Indicado em seis categorias do Oscar, Infiltrado na Klan arremata a nova roupagem de filmes fora dos padrões que invadiram a premiação esse ano. O longa trata com ironia e bastante humor ácido a desigualdade enfrentada pela comunidade negra e a naturalidade de como as entidades racistas eram criadas e circulavam no século passado.
Dirigido por Spike Lee, já conhecido por lidar com a temática racial em outros filmes como Malcon X, o longa conta a história do primeiro policial negro de Colorado Springs, que já cansado de ser subjugado no almoxarifado tem a oportunidade de expor a Ku Klux Klan e evitar um ataque ao movimento negro. Para isso ele se infiltra na irmandade com a ajuda do policial Flip, tudo isso envolto do charme dos anos setenta.
Na hora de mostrar o ódio e repúdio dos membros da sociedade americana contra negros o filme não dá voltas, escancara com falas racistas e atos que chegam a gerar revolta. Logo na introdução deparamos com um discurso racista fortíssimo e cenas de blackface em interpretações reais que já ditam o tom que o longa vai lidar com o assunto. Outro ponto marcante é a maestria que o humor é trabalhado, mostrando que é possível fazer piada com racismo sem ser algo ofensivo. Em várias cenas onde o protagonista se passa por um membro branco da KKK e insulta sua própria raça, essa é uma lição de consciência e timing incrível do diretor, ainda somos surpreendidos com uma brilhante atuação do John David, que enquanto fala seu texto consegue transitar entre repúdio, dor e ironia só com o olhar.
São mostradas representações de cada lado da história de forma exagerada, mas o clima bem humorado que rodeia o filme permite que isso seja algo natural, enquanto temos verdadeiros ignorantes dentro da polícia, com insultos e tentativas de sabotagem ao nosso herói, o lado dos representantes “Black Power” é encarnado por pessoas já cansadas de sofrer e prontas para fazer de tudo para terem voz na sociedade. Do lado do Ku Klux Klan são três representantes bem diferentes que o longa escolhe incorporar: um completo idiota, um vilão nazista quase cartunesco carregado de ódio e um dócil participante que vê a klan como um grupo de amigos com algo em comum.

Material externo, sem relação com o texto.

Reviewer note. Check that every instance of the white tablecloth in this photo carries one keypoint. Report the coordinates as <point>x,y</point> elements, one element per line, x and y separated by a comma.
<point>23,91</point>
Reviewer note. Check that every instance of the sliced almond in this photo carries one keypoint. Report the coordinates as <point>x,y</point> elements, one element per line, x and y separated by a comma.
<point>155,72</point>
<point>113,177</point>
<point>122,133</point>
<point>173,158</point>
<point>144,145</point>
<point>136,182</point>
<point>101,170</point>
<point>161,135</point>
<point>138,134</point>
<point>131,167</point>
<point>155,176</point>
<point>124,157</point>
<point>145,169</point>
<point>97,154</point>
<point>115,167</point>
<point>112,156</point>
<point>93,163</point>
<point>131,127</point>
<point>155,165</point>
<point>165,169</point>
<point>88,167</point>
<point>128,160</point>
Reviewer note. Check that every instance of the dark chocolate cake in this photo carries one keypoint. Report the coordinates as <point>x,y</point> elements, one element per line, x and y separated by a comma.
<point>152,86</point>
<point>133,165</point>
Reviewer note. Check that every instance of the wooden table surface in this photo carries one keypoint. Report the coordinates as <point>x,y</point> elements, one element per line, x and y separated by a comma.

As críticas são assertivas durante toda a história, entre elas duas são acentuadas diversas vezes e chamam bastante atenção: a naturalidade da circulação dos movimentos que representam ódio as minorias, possivelmente encobertas pela liberdade de expressão tão protegida nos Estados Unidos, essas entidades racistas e antissemitas contam com cartões de assinatura e precisam ser denunciadas várias vezes para que a autoridade tome alguma atitude, isso leva a narrativa para um tom de solidão com o protagonista que serve de canal para identificação que o público não negro possa ter com ele, outra decisão fantástica é uma autocritica ao movimento revolucionário negro, que desmerece as escolhas individuais de luta entre os demais e se segrega várias vezes dos seus comuns.
A ambientação é super necessária e o filme faz de forma pontual, logo após a apresentação dos personagens entendemos que estamos um pouco antes das manifestações negras que aconteceram nos anos 80, na verdade, elas estão sendo preparadas pelos movimentos revolucionários. Tudo isso permite que o tom irônico e divertido do filme se justifique e não desqualifique as dedadas na ferida que ele dá.
Enquanto a montagem do filme acrescenta mais ainda ao tom que ele se propõe apresentar, com inserts de cartazes de clássicos da época, telas divididas durante telefonemas um longo efeito vertigo nas cenas finais, propriedades clássicas do cinema setentista que incluem o filme na fila de indicados conceituais do Oscar, a trilha sonora acompanha a viagem no tempo, com blues e jazz no fundo nos arrebatando para um bar artístico de um bairro negro de Colorado Springs. A escolha de deixar a trilha silenciosa durante diálogos que levam ao sentimento de inconformismo baixa sobre a cena o tom realista que ela precisa para ser levada a sério.